Não é apenas nas relações internacionais que se manifesta a tendência violenta, agressiva e bélica da civilização contemporânea, embora seja nessas que a violência atinge maior expressividade e magnitude. Nos armamentos militares se concentra o grande potencial de destruição da humanidade. Cada Estado, por seu lado desenvolve formas cada vez mais arbitrarias e violentas de resguardar a paz interna em seus territórios. Notadamente nos países “em desenvolvimento”, sempre mais vulneráveis e instáveis politicamente, a violência se transforma em recurso cotidianamente utilizado.
Em nome da autodefesa e dos interesses do cidadão comum, os mecanismo de controle tornam-se cada vez mais potentes e ostensivos.
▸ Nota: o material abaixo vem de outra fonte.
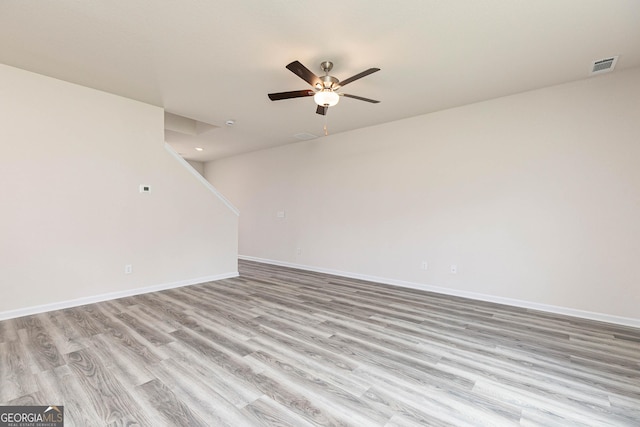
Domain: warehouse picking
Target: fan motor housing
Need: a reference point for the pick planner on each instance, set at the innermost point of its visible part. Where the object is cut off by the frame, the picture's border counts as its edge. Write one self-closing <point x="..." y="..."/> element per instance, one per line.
<point x="328" y="81"/>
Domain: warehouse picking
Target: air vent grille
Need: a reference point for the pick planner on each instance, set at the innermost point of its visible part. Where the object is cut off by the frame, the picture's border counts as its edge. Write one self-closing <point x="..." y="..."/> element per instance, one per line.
<point x="305" y="136"/>
<point x="604" y="65"/>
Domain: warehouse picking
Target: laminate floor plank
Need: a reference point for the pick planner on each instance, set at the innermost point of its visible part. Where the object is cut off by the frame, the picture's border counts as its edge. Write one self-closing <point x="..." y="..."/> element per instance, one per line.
<point x="278" y="346"/>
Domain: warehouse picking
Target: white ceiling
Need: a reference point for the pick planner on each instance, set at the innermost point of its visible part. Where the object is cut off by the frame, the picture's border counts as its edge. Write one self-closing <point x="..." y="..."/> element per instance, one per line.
<point x="215" y="60"/>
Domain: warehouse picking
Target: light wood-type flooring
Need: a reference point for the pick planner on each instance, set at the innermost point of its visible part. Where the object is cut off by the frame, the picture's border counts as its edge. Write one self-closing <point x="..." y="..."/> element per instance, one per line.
<point x="282" y="347"/>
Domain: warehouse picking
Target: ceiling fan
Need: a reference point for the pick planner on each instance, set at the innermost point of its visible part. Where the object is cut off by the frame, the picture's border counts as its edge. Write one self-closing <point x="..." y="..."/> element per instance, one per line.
<point x="324" y="88"/>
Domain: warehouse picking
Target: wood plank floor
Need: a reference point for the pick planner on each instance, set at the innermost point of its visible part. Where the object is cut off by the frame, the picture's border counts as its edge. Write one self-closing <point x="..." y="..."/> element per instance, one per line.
<point x="282" y="347"/>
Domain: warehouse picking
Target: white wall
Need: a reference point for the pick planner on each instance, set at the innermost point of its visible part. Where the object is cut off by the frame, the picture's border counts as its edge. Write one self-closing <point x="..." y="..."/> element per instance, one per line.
<point x="198" y="166"/>
<point x="72" y="217"/>
<point x="535" y="197"/>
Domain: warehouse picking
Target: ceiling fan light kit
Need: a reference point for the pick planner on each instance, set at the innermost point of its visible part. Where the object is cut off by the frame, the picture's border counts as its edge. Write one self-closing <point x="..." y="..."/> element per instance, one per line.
<point x="326" y="98"/>
<point x="325" y="88"/>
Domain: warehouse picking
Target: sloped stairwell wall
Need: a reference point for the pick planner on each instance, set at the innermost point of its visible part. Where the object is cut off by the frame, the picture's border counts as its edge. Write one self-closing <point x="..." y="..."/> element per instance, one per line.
<point x="72" y="218"/>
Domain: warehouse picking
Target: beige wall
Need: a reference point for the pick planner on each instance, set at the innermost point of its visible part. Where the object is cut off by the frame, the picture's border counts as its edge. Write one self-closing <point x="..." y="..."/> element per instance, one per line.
<point x="535" y="197"/>
<point x="72" y="217"/>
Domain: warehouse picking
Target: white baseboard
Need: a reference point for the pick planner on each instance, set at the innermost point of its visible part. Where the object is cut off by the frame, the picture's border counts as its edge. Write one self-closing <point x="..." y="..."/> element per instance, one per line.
<point x="11" y="314"/>
<point x="602" y="317"/>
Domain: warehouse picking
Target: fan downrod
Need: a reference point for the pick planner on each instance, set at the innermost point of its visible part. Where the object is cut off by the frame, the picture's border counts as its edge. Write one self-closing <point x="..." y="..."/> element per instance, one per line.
<point x="326" y="66"/>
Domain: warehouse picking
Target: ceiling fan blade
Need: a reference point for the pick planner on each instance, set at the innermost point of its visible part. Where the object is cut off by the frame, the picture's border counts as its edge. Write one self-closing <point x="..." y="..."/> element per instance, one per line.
<point x="293" y="94"/>
<point x="304" y="73"/>
<point x="358" y="76"/>
<point x="373" y="101"/>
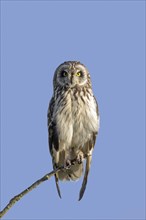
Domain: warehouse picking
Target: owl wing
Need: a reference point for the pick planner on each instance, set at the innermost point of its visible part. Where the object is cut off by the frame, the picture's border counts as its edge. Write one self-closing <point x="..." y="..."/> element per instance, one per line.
<point x="89" y="146"/>
<point x="53" y="138"/>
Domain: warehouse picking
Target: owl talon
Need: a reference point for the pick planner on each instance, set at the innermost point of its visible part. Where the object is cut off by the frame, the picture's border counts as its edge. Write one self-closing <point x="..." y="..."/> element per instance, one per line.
<point x="80" y="157"/>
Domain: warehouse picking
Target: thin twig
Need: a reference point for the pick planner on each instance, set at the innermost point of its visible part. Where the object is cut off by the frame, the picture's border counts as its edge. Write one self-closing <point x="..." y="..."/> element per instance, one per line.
<point x="24" y="192"/>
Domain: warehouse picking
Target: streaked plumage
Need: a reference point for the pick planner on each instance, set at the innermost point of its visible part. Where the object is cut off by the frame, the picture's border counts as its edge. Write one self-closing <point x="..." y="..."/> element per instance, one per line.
<point x="73" y="121"/>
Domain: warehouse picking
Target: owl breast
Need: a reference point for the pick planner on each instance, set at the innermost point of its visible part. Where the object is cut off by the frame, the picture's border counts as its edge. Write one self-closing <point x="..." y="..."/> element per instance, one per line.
<point x="76" y="119"/>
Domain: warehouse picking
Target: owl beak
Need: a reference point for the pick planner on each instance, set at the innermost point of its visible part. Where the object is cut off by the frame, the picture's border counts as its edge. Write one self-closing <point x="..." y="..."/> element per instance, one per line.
<point x="72" y="81"/>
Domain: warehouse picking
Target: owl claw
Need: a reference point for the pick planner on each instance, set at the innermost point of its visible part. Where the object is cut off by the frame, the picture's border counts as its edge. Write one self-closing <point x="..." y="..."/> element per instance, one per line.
<point x="80" y="157"/>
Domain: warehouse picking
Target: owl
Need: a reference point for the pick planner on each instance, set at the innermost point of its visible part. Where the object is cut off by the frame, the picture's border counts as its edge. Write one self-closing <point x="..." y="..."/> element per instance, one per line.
<point x="73" y="123"/>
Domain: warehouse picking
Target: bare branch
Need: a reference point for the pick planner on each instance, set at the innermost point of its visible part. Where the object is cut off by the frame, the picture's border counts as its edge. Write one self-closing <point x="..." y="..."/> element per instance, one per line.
<point x="24" y="192"/>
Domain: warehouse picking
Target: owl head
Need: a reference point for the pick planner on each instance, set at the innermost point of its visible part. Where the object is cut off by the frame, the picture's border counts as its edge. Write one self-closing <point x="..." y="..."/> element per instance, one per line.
<point x="71" y="74"/>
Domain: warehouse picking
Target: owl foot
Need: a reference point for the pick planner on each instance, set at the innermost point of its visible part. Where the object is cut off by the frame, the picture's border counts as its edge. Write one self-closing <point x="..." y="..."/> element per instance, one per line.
<point x="80" y="157"/>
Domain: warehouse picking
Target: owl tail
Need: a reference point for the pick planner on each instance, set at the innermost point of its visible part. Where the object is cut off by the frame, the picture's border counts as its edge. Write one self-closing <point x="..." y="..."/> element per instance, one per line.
<point x="87" y="169"/>
<point x="73" y="173"/>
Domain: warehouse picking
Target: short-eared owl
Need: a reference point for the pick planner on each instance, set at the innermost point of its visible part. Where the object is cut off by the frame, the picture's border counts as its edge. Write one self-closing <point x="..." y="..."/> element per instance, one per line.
<point x="73" y="122"/>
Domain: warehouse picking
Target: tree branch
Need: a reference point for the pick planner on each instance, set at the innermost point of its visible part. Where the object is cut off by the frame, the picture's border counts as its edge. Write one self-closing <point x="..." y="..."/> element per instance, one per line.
<point x="24" y="192"/>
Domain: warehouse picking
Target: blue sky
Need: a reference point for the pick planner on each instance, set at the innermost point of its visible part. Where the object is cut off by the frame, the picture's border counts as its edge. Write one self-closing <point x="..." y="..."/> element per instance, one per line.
<point x="109" y="38"/>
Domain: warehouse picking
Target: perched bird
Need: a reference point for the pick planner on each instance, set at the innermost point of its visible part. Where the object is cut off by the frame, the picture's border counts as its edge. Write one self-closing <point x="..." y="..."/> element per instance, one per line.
<point x="73" y="122"/>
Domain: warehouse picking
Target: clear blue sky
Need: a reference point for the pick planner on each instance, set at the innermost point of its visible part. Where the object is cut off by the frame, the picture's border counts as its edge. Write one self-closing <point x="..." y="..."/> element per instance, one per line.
<point x="108" y="37"/>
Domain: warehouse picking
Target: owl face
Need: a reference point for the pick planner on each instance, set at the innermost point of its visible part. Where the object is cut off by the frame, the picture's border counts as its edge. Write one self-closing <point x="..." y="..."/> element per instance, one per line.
<point x="71" y="74"/>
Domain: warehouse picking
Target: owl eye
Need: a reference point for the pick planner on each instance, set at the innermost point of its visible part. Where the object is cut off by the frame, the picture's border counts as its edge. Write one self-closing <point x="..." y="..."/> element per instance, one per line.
<point x="78" y="73"/>
<point x="64" y="73"/>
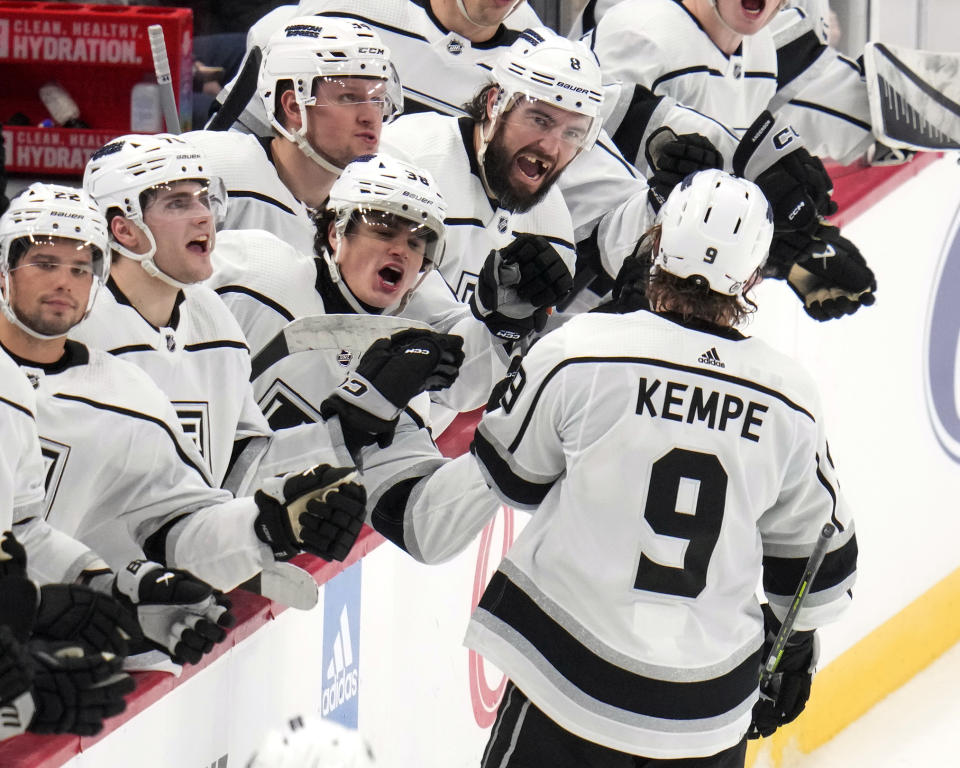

Multiplicam-se os efeitos militares e da policia-civil, tentando detectar núcleos de ação revolucionaria e criminal, conter atitudes consideradas suspeitas e desencadear formas de repressão agressiva. E, como as atitudes consideradas suspeitas ou ameaçadoras para o cidadão comum são variadas e ambíguas, desencadeia-se uma postura agressiva contra a população em geral. Essas posturas associam ameaça, criminalidade e comportamento desviante com toda sorte de preconceito racial, ético, religioso, xenofóbicos, sexual e de geração e, essencialmente, as sócia-se cada vez mais a criminalidade com a pobreza.
E, uma vez que o Estado passa por um período de redimensionamento de suas funções sociais, em que, em nome da redução do déficit publico (como exigem os acordos internacionais), vem cortando recursos destinados a setores essenciais, como educação e segurança, multiplica-se as empresa de segurança privada. Casa, empresas bancos, condomínios são vigiados por segurança particular recrutados indiscriminadamente entre a população em geral e de baixa renda. Sem treino especial, sem qualquer tipo de consciência critica a respeito da função que desempenha, crescem dia a dia os grupos de jagunços do capitalismo agrário, adotarem uma atitude agressiva e serem responsáveis por violências arbitrarias contra a população. Praticas cotidianas de vistoria, solicitação de identidade e fiscalização são levadas a cabo por essas milícias para oficiais no acesso a empresa e condomínios. É a privatização da violência e da arbitrariedade contra o cidadão comum.
Por outro lado, o crescimento de praticas econômicas clandestinas, como imensa infra-estrutura que torna possível o trafico internacional de drogas e contrabando de produtos estrangeiros, levou a formação de um aparato militar clandestino que atua impunemente contra a sociedade. Gangues controlam regiões inteiras de comercio de drogas e uma infindável rede de traficantes e usuários, promovendo roubos, assaltos e assassinatos.
A perda de eficiência e a diminuição das funções sociais das instituições governamentais, o anonimato das cidades e a impunidade legal fazem aumentar essas diversas formas de violência que criam um estado de guerra civil, nos qual é impossível identificar com precisão as hostes inimigas, tal a proliferação de facções e milícias. O que se pode perceber com nitidez é que, para alem da violência entre nações, cresce a violência no interior de cada país, em especial nos países pobres, em que a instabilidade, a descrença nos poderes públicos e a sensação de abandono e insegurança são mais acentuadas.
Recentemente pesquisas realizadas na cidade de São Paulo revelaram que a população das favelas teme mais a policia do que as quadrilhas de narcotráfico. Essas posturas refletem o despreparo dos meios oficiais de segurança, a corrupção dos policiais e uma sistemática historia de violência contra a população.
Demonstrativos também desse estado de guerra civil e de desconfiança por parte da sociedade, cada vez mais cercada, são as chacinas que se sucedem entre os miseráveis das grandes cidades, promovidas ora pela policia civil, ora por gangues ligadas ao narcotráfico. Os números são assustadores. Vinganças, tiroteios, disputas, roubos e assassinatos tornam os dias das periferias das metrópoles contemporâneas cada vez mais sangrentas.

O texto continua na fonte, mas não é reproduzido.